Primate.
Réalisation : Johannes Roberts.
Scénario : Johannes Roberts et Ernest Riera.
Production : Walter Hamada, John Hodges et Bradley Pilz.
Musique : Adrian Johnston.
Société de production : 18hz production.
Distributeur : Paramount Pictures.
Première mondiale : 18 septembre 2025 (Austin).
Date de sortie USA : 9 janvier 2026.
Date de sortie française : 21 janvier 2026.
Titre original : Primate.
Durée : 1h29.
Budget : Inconnu.
Box-office mondial : Inconnu.
Box-office USA : Inconnu.
Entrées françaises : Inconnue.
Résumé.
En rentrant de l’université, Lucy découvre Ben, un chimpanzé que sa famille à adopter. L’animal contracte la rage et devient agressif au point de vouloir tuer.
Casting.
Lucy : Johnny Sequoyah (VF : Inconnue).
Ben : Miguel Torres Umba (VF : Inconnue).
Hannah : Jessica Alexander (VF : Inconnue).
Adam : Troy Kotsur (VF : Inconnue).
Kate : Victoria Wyant (VF : Inconnue).
Erin : Gia Hunter (VF : Inconnue).
Nick : Benjamin Cheng (VF : Inconnue).
Drew : Charlie Mann (VF : Inconnue).
Le saviez-vous ? Anecdotes et coulisses.
Le projet débute en 2024.
Notre critique de Primate.
Film d’horreur avec animal tueur, ce n’est pas souvent qu’on a ça.
Les films d’épouvante des dernières années on a soit de l’excellence, soit du médiocre, soit de la grosse blague qui tâche. On peut dire que ce nouveau métrage est entre la réussite complète et le correct. Le scénario ne traîne pas trop et arrive à poser une tension tout au long sans tomber trop dans les clichés.
C’est haletant car une partie de l’histoire va se dérouler… dans une piscine. Un lieu original même si on aurait aimé que ça dure davantage. Avec un animal enragé mais aussi intelligent et communicatif, cela donne du danger en permanence à travers des morts qui se veulent somme toute assez violentes.
On pourrait regretter qu’une portion de l’intrigue soit vraiment mauvaise et inutile et c’est ce qui pêche dans le scénario qui était prometteur jusque là. Également, certaines réactions des personnages ne sont pas toujours crédibles mais sans aller dans l’excès stupide. L’histoire est donc plutôt qualitative et n’offre pas des punchline grotesques comme on a l’habitude d’entendre.
Encore des jeunes adultes, forcément ça fait vendre pour un film d’horreur. On ne va pas vous le cacher, la plupart ne sont là que pour servir de victimes au singe. C’est donc Lucy qui sera le personnage le plus important en ayant un lien de proximité avec le primate mais elle doit aussi protéger sa petite sœur ainsi que ses amis. Elle n’est pas une guerrière ni une super héroïne.

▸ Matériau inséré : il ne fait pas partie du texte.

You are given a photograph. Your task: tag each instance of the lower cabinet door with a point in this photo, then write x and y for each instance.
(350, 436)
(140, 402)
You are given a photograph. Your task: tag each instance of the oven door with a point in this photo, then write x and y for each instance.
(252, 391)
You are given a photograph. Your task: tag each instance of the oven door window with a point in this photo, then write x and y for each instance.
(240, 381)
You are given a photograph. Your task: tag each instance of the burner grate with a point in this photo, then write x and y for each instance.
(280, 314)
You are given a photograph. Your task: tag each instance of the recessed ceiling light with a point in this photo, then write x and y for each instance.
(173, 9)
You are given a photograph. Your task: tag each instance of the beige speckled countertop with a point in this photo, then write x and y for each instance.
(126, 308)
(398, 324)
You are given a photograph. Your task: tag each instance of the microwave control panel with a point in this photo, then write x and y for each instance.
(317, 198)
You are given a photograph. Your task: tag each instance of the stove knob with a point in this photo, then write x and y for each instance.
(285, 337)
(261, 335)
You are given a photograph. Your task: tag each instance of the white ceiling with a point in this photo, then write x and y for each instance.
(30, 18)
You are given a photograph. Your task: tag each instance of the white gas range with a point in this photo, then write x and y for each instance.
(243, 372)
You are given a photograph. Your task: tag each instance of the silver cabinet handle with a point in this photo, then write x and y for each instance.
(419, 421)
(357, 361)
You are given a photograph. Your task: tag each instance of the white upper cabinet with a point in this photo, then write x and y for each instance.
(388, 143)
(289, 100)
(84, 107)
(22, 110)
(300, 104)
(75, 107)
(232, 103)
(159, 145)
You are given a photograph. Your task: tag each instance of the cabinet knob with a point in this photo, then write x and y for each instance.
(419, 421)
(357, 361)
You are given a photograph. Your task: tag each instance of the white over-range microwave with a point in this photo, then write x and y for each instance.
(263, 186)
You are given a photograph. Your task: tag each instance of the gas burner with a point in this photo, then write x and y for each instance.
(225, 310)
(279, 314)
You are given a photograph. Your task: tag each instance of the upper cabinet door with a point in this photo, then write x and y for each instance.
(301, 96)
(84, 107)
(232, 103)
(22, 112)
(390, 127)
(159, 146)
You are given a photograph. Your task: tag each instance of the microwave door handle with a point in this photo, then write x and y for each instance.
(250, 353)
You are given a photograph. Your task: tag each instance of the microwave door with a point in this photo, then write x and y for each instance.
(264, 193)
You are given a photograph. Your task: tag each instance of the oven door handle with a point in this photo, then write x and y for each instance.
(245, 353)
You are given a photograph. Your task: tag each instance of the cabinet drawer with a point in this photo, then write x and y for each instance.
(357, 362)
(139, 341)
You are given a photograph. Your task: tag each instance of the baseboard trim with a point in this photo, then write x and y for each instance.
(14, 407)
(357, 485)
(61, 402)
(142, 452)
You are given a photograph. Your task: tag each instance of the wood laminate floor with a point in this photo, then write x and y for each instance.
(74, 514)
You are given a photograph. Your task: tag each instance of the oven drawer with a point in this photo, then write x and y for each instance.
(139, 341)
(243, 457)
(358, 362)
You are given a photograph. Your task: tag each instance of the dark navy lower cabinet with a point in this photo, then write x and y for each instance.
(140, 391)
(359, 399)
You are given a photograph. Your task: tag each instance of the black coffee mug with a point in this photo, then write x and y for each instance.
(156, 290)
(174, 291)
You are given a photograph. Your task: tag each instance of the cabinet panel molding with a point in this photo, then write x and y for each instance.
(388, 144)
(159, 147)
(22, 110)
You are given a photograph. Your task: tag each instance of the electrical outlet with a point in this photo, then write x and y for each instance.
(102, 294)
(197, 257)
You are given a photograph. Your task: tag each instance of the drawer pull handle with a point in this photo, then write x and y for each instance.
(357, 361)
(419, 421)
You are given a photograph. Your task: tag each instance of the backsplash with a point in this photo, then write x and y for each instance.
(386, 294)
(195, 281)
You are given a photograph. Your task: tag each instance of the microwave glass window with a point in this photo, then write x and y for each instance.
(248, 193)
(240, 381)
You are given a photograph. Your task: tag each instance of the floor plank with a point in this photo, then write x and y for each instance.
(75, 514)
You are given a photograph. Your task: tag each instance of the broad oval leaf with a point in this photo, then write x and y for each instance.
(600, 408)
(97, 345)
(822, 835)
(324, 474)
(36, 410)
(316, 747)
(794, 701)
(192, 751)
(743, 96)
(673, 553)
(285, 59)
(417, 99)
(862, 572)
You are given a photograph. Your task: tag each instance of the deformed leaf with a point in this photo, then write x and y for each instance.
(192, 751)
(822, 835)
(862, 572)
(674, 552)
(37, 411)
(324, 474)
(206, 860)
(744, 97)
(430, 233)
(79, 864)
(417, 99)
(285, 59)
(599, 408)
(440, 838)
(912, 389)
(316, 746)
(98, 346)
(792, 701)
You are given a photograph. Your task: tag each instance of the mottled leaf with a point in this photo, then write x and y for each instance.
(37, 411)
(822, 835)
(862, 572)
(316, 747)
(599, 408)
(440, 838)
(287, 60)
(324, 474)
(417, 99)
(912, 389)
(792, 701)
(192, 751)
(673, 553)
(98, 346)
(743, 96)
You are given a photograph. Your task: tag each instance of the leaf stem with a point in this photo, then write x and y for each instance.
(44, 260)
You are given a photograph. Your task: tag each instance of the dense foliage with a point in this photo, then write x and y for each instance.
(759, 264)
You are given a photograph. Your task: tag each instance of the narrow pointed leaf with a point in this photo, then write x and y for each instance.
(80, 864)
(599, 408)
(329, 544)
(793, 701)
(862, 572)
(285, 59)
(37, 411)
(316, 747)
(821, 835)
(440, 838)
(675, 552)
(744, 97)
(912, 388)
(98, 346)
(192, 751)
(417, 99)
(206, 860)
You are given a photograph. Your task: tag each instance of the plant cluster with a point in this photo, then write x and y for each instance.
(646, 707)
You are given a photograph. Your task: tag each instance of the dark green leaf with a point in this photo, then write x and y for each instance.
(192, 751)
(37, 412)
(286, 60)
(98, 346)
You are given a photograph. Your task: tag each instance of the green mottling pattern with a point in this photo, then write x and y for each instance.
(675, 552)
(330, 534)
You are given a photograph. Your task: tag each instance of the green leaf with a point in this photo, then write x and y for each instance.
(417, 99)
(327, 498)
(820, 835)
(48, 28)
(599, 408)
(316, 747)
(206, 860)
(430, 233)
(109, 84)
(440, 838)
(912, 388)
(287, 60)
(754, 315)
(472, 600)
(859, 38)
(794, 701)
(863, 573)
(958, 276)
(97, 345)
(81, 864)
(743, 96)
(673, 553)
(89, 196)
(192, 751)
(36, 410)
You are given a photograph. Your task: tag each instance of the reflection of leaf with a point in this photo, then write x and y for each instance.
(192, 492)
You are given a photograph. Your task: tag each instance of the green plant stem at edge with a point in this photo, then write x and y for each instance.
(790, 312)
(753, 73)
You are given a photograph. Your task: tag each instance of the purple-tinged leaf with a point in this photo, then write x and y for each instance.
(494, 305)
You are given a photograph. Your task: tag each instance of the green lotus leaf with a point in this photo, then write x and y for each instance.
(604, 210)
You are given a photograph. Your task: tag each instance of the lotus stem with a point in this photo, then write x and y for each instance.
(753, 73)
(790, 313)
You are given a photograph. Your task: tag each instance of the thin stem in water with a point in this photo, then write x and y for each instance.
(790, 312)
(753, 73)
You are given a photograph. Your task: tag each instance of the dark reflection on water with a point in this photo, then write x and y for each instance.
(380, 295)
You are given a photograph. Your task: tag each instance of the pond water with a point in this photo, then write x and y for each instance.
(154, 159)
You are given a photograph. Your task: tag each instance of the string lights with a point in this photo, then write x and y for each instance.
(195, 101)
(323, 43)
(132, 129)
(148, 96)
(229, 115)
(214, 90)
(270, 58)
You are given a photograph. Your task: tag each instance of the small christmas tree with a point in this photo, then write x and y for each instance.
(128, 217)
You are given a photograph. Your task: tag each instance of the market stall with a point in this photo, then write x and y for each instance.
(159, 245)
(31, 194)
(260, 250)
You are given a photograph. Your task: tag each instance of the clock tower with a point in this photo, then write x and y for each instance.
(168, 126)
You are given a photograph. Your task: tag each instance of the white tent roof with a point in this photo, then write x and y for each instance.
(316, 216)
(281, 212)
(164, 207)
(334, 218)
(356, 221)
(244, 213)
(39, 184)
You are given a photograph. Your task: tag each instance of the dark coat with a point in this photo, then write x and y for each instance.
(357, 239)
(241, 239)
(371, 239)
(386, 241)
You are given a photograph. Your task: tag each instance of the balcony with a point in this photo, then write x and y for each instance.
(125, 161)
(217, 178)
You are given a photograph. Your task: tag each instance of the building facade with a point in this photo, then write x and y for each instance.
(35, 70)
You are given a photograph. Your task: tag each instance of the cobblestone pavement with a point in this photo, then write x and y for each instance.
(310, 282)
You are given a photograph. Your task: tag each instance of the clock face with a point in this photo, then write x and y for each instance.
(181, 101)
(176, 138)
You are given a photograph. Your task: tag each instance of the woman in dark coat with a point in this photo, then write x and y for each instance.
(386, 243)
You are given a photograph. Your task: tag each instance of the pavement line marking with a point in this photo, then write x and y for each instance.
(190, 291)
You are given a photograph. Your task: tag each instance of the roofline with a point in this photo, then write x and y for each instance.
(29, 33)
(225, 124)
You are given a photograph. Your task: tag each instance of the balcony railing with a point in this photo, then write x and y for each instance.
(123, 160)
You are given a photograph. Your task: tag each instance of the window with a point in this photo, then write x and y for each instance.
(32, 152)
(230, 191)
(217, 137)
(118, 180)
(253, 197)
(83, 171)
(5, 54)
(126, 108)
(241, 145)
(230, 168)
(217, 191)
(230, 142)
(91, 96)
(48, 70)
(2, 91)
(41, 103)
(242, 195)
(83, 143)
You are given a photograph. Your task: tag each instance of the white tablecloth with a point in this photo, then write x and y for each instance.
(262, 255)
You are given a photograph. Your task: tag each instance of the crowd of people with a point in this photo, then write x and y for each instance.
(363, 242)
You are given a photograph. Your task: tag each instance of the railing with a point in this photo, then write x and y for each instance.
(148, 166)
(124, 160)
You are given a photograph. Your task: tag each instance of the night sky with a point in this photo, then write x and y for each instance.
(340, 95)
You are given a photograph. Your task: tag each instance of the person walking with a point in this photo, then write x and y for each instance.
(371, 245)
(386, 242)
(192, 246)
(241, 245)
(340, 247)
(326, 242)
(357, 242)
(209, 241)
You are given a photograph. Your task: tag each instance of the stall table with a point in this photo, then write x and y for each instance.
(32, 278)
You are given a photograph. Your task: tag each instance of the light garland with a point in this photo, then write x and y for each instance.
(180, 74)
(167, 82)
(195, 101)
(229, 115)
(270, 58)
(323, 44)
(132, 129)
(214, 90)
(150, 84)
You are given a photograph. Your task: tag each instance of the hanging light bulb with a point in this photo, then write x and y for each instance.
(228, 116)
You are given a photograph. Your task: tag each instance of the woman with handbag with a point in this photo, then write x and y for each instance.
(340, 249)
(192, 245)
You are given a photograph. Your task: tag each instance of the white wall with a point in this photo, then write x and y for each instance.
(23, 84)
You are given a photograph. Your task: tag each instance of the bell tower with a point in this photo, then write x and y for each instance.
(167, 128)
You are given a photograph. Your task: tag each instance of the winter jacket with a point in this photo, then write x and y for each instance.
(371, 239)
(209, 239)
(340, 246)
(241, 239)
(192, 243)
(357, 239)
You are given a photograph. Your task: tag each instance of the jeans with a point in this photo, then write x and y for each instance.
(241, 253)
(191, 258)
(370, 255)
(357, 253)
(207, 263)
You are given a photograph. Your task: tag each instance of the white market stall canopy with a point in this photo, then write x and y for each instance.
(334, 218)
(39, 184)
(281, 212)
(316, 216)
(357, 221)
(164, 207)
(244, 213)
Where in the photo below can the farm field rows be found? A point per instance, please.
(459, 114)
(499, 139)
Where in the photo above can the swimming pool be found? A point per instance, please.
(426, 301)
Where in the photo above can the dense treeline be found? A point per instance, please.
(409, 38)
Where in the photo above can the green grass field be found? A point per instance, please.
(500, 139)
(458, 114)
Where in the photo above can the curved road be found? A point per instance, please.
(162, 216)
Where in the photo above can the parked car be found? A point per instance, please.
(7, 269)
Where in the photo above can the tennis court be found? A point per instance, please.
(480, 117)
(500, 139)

Elle a un bon instinct de survie.
Les autres membres du groupe sont moins développés mais aucun ne sera une véritable caricature, à part deux d’entre eux (qu’on voit si peu) qui sont le gros défaut du métrage.
Quant à Ben, magnifique performance de l’acteur sous le costume. Le singe va sombrer petit à petit dans la folie de la rage, devenant de plus en plus brutal et usant de sa force. Vu qu’il a une certaine intelligence, cela lui confère un second avantage pour traquer ses proies.
Autre point positif, la réalisation est à la hauteur des attentes. Même si elle ne vise pas l’audace de vraiment jouer avec le cadre nocturne concernant l’éclairage, on apprécie de ne pas tomber dans les codes du genre. On est plus dans une ambiance lourde et jouant sur le suspens comme il faut. On note que les morts sont plutôt gores, parfois un peu trop gratuites d’ailleurs et qui révulseront les plus sensibles.
On donne l’excellent point à l’équipe de maquillage tant Ben est convaincant, expressif et menaçant. À l’heure du numérique, il est plaisant de retrouver du concret et ça se ressent vraiment à l’image pour l’immersion. Enfin, la bande originale est très bonne, rappelant même l’âge d’or des films d’horreur avec cette mélodie synthétique d’un autre célèbre tueur.
Primate mérite vraiment le détour et souffre de quelques défauts qui lui font raté le film d’horreur parfait.